June 04, 2012
Credit: Photo Credit: Embraer
Bradley Perrett/Beijing
For aircraft component makers used to seeing China as a fierce competitor, the view from the other side of the hill may be surprising. To Chinese plant managers, technical and management problems abound, wages are rocketing, and sharp rivals in such countries as Mexico and Morocco are only making life harder.
Shenyang-based SACC, an internationally focused airframe maker in the Avic group, admits to a range of such daunting challenges as it strives to achieve its goal of becoming a strategic partner of major aircraft builders. One of the answers from its president, Pang Zhen, is specialization—something that Chinese aerospace managers have not been very good at enforcing.

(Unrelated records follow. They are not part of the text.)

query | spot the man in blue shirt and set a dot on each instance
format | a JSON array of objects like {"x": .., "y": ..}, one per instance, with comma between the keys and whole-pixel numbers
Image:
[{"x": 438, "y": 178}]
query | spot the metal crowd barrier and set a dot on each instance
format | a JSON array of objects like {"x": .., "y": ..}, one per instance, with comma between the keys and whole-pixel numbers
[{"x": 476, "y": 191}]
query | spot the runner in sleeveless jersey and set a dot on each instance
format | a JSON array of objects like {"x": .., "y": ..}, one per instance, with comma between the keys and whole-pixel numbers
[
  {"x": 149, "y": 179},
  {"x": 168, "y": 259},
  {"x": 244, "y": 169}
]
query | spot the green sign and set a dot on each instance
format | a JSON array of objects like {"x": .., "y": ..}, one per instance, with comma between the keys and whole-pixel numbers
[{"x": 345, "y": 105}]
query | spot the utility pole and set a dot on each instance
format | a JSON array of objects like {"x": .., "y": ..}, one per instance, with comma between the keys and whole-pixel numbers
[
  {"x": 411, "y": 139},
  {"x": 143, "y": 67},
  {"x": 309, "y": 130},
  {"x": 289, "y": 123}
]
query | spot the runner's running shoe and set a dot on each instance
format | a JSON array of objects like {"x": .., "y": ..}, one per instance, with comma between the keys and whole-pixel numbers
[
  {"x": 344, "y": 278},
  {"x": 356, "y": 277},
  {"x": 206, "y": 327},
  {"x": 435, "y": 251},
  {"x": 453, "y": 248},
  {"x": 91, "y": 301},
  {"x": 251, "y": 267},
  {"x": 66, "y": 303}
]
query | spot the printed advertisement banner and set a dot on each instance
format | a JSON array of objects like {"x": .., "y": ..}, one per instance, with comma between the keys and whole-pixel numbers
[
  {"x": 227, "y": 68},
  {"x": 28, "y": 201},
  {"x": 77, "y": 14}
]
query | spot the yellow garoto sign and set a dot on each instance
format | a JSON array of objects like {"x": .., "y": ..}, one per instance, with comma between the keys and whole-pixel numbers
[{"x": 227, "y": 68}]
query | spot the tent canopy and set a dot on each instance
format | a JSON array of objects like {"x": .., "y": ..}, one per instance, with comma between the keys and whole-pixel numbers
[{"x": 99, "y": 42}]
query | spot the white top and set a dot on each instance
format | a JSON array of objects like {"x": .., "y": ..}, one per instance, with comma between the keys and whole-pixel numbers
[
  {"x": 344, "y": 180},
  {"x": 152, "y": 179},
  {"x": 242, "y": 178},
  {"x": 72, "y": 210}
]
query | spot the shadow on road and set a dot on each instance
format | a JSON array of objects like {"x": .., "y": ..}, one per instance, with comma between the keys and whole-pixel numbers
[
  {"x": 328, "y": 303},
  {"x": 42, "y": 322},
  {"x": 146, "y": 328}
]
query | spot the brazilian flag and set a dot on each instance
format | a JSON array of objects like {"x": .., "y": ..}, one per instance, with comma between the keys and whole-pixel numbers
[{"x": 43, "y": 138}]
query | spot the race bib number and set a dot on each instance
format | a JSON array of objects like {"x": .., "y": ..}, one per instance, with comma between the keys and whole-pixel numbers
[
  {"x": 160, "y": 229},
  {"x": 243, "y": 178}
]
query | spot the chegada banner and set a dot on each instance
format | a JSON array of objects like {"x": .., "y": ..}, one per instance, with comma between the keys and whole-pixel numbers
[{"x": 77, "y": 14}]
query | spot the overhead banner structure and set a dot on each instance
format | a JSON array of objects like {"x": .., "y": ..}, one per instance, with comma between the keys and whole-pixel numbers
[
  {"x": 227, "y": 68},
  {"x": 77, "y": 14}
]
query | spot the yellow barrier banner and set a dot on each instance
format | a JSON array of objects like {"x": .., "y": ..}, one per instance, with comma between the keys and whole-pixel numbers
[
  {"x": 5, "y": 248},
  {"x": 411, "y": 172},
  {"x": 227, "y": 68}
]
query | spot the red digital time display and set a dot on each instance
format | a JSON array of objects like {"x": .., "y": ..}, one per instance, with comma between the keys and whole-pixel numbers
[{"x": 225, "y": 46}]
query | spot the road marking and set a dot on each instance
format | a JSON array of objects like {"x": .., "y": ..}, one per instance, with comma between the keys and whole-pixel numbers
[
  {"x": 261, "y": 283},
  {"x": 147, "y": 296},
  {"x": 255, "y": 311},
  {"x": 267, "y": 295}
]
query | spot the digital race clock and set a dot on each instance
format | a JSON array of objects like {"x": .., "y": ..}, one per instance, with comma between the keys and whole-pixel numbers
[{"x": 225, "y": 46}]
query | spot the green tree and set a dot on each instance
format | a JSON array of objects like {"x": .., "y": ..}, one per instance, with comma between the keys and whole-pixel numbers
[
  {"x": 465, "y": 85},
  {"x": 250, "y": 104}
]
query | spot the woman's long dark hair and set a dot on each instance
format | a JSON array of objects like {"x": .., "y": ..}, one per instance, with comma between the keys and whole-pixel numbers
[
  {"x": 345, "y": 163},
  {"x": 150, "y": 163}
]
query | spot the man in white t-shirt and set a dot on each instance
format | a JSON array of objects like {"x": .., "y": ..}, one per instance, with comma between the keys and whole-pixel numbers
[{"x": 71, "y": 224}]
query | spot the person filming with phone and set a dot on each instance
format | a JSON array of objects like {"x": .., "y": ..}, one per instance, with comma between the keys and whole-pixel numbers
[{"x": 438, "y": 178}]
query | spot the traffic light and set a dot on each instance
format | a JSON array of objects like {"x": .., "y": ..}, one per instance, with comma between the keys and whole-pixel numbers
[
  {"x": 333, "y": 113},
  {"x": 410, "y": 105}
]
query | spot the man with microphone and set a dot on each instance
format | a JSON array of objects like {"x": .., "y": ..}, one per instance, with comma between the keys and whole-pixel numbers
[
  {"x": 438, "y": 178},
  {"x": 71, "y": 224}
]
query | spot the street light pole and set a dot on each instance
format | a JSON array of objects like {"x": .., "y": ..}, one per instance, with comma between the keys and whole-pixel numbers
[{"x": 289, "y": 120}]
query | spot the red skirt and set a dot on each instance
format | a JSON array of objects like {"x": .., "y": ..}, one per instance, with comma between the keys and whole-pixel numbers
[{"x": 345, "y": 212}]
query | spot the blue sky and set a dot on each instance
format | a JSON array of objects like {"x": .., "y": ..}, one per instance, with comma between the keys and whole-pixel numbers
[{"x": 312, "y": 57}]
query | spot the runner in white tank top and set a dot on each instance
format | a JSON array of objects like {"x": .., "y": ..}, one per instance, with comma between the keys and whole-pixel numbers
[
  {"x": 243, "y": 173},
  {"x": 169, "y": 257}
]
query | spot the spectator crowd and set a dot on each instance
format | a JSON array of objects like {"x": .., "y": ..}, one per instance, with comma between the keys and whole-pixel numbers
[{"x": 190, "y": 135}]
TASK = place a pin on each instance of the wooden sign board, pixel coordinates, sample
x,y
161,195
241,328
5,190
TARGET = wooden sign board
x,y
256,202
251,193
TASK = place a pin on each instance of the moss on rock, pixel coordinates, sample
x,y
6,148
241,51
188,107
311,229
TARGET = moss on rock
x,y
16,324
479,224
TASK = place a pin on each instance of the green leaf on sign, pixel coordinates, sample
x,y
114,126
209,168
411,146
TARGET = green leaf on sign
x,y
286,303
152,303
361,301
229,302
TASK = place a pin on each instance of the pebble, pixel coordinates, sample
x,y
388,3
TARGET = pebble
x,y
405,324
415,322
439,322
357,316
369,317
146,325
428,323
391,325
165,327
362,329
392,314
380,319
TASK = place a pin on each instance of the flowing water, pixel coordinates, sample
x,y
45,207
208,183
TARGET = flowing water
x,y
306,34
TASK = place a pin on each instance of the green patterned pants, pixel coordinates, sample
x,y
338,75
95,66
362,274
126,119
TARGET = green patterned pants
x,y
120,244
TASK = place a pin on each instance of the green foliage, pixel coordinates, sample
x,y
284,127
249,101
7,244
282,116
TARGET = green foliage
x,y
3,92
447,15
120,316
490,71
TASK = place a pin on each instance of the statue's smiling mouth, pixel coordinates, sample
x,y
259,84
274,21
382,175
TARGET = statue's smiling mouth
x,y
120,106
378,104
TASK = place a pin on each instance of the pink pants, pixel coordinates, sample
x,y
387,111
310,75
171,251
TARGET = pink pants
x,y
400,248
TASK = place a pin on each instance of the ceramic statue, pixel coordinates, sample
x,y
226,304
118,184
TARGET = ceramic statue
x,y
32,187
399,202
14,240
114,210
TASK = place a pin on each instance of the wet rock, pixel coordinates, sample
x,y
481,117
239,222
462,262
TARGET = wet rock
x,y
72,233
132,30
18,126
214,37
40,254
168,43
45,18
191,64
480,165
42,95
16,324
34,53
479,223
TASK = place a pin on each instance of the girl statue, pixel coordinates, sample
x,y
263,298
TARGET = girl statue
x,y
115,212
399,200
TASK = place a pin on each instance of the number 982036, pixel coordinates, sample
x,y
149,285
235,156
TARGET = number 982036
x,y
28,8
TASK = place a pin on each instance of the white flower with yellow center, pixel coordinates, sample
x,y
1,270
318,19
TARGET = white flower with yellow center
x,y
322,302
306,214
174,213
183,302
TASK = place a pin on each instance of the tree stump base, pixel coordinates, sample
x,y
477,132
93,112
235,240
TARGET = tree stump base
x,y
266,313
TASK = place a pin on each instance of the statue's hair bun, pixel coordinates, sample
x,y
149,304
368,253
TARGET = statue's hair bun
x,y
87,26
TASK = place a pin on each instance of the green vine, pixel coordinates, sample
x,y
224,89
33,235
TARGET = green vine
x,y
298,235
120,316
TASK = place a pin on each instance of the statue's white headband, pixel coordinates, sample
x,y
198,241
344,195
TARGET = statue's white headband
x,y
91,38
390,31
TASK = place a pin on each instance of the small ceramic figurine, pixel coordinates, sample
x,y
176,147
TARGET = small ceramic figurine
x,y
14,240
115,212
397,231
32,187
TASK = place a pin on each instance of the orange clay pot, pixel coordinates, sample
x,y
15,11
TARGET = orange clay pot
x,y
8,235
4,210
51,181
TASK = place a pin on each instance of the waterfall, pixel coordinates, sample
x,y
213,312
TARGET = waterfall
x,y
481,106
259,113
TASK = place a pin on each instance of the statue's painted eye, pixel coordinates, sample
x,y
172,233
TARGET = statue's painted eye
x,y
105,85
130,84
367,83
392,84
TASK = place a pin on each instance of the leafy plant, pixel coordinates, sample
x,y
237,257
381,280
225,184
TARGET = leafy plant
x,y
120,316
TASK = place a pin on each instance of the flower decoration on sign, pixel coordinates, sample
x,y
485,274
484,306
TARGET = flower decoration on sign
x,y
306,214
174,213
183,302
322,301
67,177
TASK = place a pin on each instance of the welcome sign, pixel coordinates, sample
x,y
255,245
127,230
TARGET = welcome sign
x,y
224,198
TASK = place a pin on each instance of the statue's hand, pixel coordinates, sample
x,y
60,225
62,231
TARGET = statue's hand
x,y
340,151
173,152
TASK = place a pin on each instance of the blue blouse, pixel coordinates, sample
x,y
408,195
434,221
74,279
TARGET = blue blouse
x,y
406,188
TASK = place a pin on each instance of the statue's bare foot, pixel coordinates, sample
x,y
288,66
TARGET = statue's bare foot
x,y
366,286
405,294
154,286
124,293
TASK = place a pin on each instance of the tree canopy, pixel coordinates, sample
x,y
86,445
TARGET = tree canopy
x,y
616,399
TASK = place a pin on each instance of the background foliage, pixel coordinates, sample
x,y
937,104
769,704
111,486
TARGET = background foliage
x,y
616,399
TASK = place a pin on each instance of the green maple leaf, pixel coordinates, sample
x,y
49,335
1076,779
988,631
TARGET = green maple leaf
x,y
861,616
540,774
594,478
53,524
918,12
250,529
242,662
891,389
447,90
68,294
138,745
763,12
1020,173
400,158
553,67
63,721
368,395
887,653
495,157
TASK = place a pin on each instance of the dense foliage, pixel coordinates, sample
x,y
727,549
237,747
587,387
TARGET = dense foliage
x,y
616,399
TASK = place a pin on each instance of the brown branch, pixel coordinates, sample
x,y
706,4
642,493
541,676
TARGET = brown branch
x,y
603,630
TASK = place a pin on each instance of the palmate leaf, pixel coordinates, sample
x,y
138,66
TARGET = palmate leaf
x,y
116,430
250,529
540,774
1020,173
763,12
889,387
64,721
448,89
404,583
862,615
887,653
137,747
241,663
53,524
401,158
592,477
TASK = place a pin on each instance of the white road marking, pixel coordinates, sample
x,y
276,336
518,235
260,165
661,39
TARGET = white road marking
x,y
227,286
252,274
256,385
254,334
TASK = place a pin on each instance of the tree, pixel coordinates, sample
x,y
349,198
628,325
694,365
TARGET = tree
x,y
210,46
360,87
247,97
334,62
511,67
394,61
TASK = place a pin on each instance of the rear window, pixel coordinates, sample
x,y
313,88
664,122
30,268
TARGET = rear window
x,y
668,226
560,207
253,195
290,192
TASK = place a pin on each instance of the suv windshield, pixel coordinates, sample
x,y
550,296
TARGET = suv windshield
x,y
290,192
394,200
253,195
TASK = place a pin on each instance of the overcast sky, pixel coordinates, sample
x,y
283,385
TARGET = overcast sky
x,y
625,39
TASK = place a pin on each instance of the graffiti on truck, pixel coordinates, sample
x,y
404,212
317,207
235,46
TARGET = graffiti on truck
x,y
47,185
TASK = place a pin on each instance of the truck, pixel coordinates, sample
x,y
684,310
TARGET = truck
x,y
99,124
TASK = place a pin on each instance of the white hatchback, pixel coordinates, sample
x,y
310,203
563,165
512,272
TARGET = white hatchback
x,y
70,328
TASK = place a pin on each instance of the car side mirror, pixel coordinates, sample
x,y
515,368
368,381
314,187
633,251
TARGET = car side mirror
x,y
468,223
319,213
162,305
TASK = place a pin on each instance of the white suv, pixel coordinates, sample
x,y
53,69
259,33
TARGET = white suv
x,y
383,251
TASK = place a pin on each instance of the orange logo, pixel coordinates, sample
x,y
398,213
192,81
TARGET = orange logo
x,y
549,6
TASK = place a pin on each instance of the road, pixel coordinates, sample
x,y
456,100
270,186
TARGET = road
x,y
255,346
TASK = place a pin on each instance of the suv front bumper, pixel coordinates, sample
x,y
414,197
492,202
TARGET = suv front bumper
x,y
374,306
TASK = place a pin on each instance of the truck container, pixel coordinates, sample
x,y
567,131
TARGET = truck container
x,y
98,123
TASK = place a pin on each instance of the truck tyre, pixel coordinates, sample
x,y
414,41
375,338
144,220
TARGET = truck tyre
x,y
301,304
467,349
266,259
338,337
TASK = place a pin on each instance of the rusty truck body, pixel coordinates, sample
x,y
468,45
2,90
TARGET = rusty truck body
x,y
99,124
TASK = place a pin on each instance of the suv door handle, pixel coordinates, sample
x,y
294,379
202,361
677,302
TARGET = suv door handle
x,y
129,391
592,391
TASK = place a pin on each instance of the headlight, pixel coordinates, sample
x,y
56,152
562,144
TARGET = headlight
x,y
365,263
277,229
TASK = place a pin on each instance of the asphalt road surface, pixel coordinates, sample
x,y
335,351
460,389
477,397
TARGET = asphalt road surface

SACC is already a product of a strong effort by Avic over the past five years to get each of its subsidiaries focused on a limited range of activities. In their decades as closed weapons builders for a Communist military, aircraft plants tried as far as possible to make whole aircraft. With economic liberalization, they liberally began making even more things, from motorcycles to gym equipment.
Pang's company was split from Shenyang Aircraft Co., a famous fighter works, in 2008 with the task of making only civil airframe parts. It builds forward, center and aft fuselage sections for the Bombardier Q400 but Pang wants to tighten its focus even further.
In trying to build whole aircraft, “we cannot bring together the resources needed to do things properly,” he says. “So we have decided to follow the path of specialized development. Currently, we are concentrating on the aircraft tail section, doors and engine mountings to develop our business.”
The whole Chinese industry lacks scale, Pang says, noting that its international deliveries are about a tenth of Japan's. SACC, at least, thinks it is has to get bigger. Then there is technology. For all the funding that the Chinese state has lavished on the aerospace industry, Pang says that its manufacturing techniques are still mostly traditional, with SACC's automation at less than half the level commonly seen in Western countries. He aims to change that.
And management is not up to scratch. Pang tells Aviation Week that if SACC could immediately implement Western management techniques it could improve labor productivity by at least a third. That would buy the company about three years of respite from the problem of wage inflation.